Week Forty – Mary Berry’s Maple Syrup Cake

What cake can I make for our seventh wedding anniversary? Well, hubby got his way and I set about putting together Mary Berry‘s Maple Syrup Cake! It was one of Mary’s throw all the ingredients in a bowl and mix which is simple enough The cake mix went into the lined tin and into the oven for about one and a half hours.

Mary Berry's Maple Syrup Cake

I set the timer and did the usual Sunday housework etc and soon enough, it was time to check the cake. Yep, it was cooked nicely and I left it to cool for a short while and then took it out of the tin onto a cooling rack.

When it was cold, came the fun part. Mary says, use a long sharp knife and cut the sponge into three equal slices……. well I cut it into three slices, not so sure about the even part though. Mary asks you to then whip up an obscene amount of double cream for the filling and topping. Well Mary, as usual I have substituted the double cream for Emlea double light. Then , add the maple syrup , stir it in and begin to create the towering cake.

layer twolayer one

layer three

I sandwiched together the three layers, and then had to cover the outside with the rest of the cream. That wasn’t as easy as it sounds and was very messy.

Maple Syrup Cake

Finally Mary asks you to decorate with some orange rind. I had nothing to create the fine wisps she uses, so mine were shorter and stubbier….

Kim's Maple Syrup Cake

Finally the cake was done, and it has to be kept in the fridge because of the cream. After dinner, we had a slice each….I then looked up how many calories each slice would contain and had a huge shock…so I won’t be eating now for at least a day!

A slice of maple syrup cake

So hubby, happy seventh anniversary, hope you enjoyed our anniversary cake and enjoyed the ingredient I forgot to mention…..pecan nuts!

Oh and our anniversary falls on 1st July, which is also Canada Day, so Happy Canada Day to all and sundry with our Canadian themed cake.
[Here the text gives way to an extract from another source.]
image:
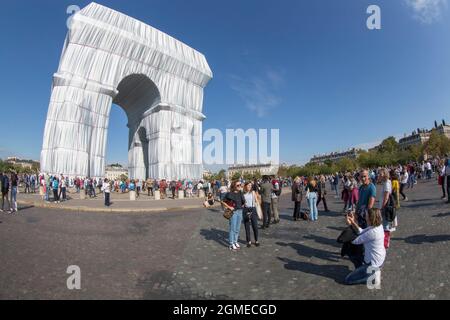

Week Thirty Nine – Mary Berry’s Easy Lemon Cheesecake

This week , a pudding was needed for after dinner with my other mum and dad so I happily sat and browsed through Mary Berry’s Baking Bible and found this easy yet delicious sounding cheesecake. The base of the cheesecake was crushed digestive biscuits with melted butter, pressed into a flan tin and left to set. No problem there.

Mary Berry's Easy Lemon Cheesecake

The filling was the grated rind and juice of three lemons, not an issue but you soon know if you have a cut on your finger- or like me, manage to grate your finger with the rind!, to this, Mary asks for some single cream and condensed milk, well as Mary is very fond of the full fat varieties, I substituted the single cream for Elmlea lighter single cream and the condensed milk for the lighter condensed milk, it just cuts down on the amount of calories a little. You put the ingredients in a bowl and whisk together until slightly thickened and then pour it onto the base and allow to set for at least four hours or overnight if possible.

I left mine overnight and then looked at what Mary suggests to finish the cheesecake- double cream whipped, and strawberries…….well I made a Kim executive decision and took out the double cream. I then decided that strawberries were not the best company for a lemon cheesecake so I simply decorated mine with some clementine segments.

Kim's Easy Lemon Cheesecake

We all seemed to enjoy the cheesecake after dinner, and as usual, dad had a second helping. There was about a third of the cheesecake left and we divided that in half so that each household had a little more for supper….or so we thought….our half slipped off the plate…and as you can see, the dogs had a cheesecake feast!